The centerpiece proteins turned out to be the least memorable components of the entrees, all of which showcased superb side dishes. A ridiculously large portion of lamb chops resting on a bed of pulled lamb shank, that somehow lost most of its lambiness in the braising process, was perked up by a bean puree. Beef tenderloin, lovely in itself, was accompanied by the sort of mashed potatoes that are good enough to make you weep just thinking of the poor souls who believe mashed potatoes come from flakes. And the Carolina black grouper was ennobled by a heap of creamed sweet corn and tomatoes.
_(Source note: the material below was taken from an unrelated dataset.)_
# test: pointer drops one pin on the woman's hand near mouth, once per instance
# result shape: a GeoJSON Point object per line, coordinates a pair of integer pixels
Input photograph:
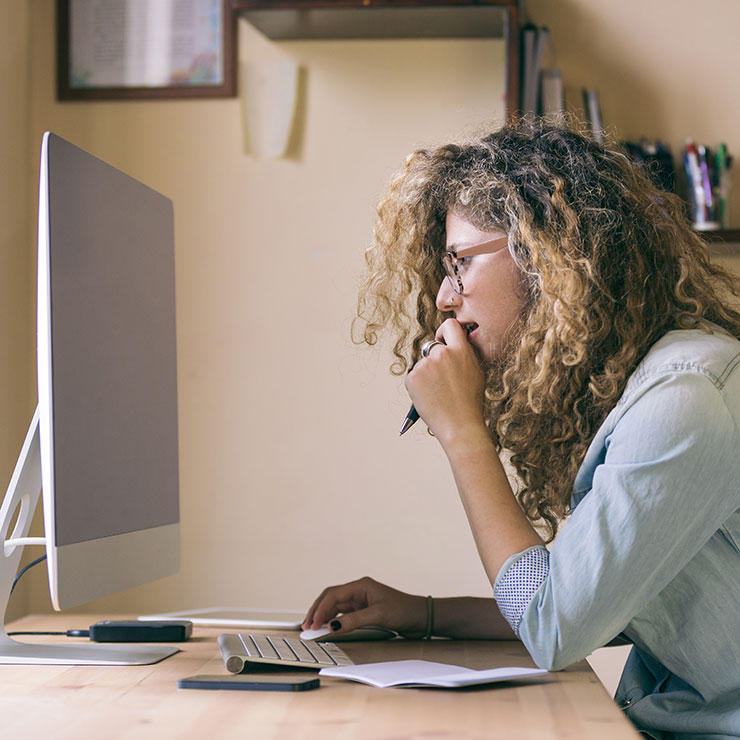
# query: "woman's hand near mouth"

The best desserts at La Bastide were the simplest, perhaps not surprisingly for a restaurant that prides itself on its rigorous purity rather than elaborate ostentations. Nobody at our table thrilled to a peach tart or a white and dark chocolate semifrio, but a housemade ice cream flavored with Baileys and Jameson and served in an almond brittle basket made for a terrific closer. Better still was an appetizer that rightly belonged at the tail end of the menu: a slice of creamy Stilton paired with an oozy honeycomb.

La Bastide isn’t intended for everyday eating. But it makes a fine addition to the Asheville area’s limited lineup of special occasion restaurants—and you can take that to the bank.